John de la Pole 2nd Duke of Suffolk (1442 - c.1492)

In his early days John de la Pole suffered through the reputation and execution of his father William de la Pole, William's land having been returned to the crown. John was a powerful man in East Anglia in the 1460s; he attempted to purchase part of the inheritance of Sir John Fastolf to the detriment of John Paston. The Paston manor house at Hellesdon was destroyed by his men.
He sided with the Yorkists in battles of the Wars of the Roses and emerged as Lord Steward for the coronation of his cousin Edward as King Edward IV. He remained an influence into the reign of Richard III.
In spite of his earlier allegiance, John seems to have retained the trust of the new King Henry VII through to his death in 1492.

Duke of Norfolk John Mowbray (1444 - 1476)

John Mowbray was Earl of Surrey between 1451 and 1461; he became Duke of Norfolk when he succeeded his father to the title. He continued his father's efforts to obtain Caister Castle and succeeded in doing so by force in 1469. The Pastons retrieved the castle when Mowbray died suddenly in 1476.

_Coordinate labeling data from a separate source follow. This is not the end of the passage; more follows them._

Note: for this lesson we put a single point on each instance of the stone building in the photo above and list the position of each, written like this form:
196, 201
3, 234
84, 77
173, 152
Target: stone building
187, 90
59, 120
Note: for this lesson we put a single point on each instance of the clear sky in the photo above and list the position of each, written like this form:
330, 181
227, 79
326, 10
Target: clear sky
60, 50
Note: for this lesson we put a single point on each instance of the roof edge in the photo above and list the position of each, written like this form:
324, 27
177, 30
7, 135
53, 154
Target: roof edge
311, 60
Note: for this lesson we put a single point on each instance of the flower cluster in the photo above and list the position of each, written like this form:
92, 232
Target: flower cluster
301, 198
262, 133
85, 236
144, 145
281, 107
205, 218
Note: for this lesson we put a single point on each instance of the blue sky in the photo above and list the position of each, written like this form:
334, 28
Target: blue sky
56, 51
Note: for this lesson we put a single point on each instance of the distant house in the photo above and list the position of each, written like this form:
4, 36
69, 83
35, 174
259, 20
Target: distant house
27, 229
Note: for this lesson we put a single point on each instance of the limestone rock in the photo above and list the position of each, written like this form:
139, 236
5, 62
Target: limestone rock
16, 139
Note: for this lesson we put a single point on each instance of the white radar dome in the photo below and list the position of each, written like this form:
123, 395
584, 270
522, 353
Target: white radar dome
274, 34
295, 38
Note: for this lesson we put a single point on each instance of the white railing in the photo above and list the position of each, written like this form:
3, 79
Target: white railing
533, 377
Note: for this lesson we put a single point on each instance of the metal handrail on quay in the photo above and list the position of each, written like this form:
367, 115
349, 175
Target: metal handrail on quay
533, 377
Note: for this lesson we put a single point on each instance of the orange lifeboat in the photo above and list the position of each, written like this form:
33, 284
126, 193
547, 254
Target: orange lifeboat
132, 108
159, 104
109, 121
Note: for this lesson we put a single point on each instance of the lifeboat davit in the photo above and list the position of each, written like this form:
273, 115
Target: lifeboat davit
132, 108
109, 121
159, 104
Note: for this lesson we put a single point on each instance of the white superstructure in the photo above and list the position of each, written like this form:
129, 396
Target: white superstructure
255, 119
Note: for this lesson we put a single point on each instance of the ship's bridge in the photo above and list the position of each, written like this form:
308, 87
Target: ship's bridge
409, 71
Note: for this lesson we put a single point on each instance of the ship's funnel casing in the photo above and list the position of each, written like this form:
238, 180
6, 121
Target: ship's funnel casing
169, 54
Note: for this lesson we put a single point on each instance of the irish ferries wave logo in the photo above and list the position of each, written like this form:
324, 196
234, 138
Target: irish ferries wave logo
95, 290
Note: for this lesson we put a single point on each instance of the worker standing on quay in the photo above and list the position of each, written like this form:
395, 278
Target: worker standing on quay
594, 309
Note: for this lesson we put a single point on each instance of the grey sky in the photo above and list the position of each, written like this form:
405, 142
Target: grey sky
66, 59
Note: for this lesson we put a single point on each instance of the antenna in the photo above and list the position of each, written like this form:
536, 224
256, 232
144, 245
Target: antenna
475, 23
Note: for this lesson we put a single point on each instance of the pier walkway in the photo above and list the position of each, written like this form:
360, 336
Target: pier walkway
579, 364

Duke of Clarence George Plantagenet (1449 - 1478)

George Plantagenet, Duke of Clarence, was a brother of King Edward IV and of King Richard III. In the Wars of the Roses, though he was a Yorkist by birth, he switched at one stage to the Lancastrian side and then switched back again.

He was eventually convicted of treason against his brother King Edward IV and was executed in the Tower of London, with rumours soon saying he was drowned in a barrel of wine.

Sir William Boleyn (1451 - 1505)

William Boleyn was born at Blickling, Norfolk. He was created a knight by Richard III. In the reign of Henry VII he was put in charge of the beacons around the English coast that would be used in case of invasion. He served as High Sheriff of Kent in 1489 and High Sheriff of Norfolk and Suffolk in 1500. Anne Boleyn, beheaded second wife of Henry VIII, was his granddaughter, and Queen Elizabeth I was his great-granddaughter.